There’s an excellent article by Brooke Allen up on CBS News.com about the myth of America being founded on Christian principles. It covers many of the same facts that have been oft-repeated here on SEB, but hopefully will find purchase with a wider audience. It’s the sort of article that deserves to be printed out and hung up in your cubical or on your fridge where folks will have a chance to see it.
It is hard to believe that George Bush has ever read the works of George Orwell, but he seems, somehow, to have grasped a few Orwellian precepts. The lesson the President has learned best—and certainly the one that has been the most useful to him—is the axiom that if you repeat a lie often enough, people will believe it. One of his Administration’s current favorites is the whopper about America having been founded on Christian principles. Our nation was founded not on Christian principles but on Enlightenment ones. God only entered the picture as a very minor player, and Jesus Christ was conspicuously absent.

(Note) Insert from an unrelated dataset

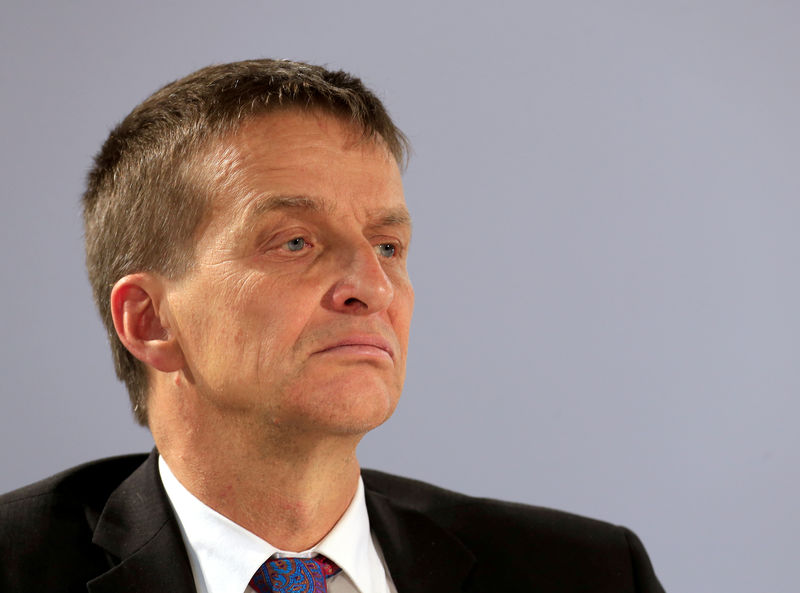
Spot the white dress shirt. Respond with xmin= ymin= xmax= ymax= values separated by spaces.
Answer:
xmin=158 ymin=457 xmax=397 ymax=593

Our Constitution makes no mention whatever of God. The omission was too obvious to have been anything but deliberate, in spite of Alexander Hamilton’s flippant responses when asked about it: According to one account, he said that the new nation was not in need of “foreign aid”; according to another, he simply said “we forgot.“ But as Hamilton’s biographer Ron Chernow points out, Hamilton never forgot anything important.
The article goes on to cover most of the major founding fathers as well as things such as the Treaty of Tripoli. A good read that will likely be ignored by those it’s most directly aimed at.



















What a juicy read.
I am both appalled at how much politicians have backed away from such clear-minded stances, and also at the depiction of the American public—perhaps as ignorant then as today. How can we govern a nation designed for intelligent and thoughtful citizens when the majority—conservative and liberal alike—are neither? When the leaders themselves are neither? It’s a scary thought.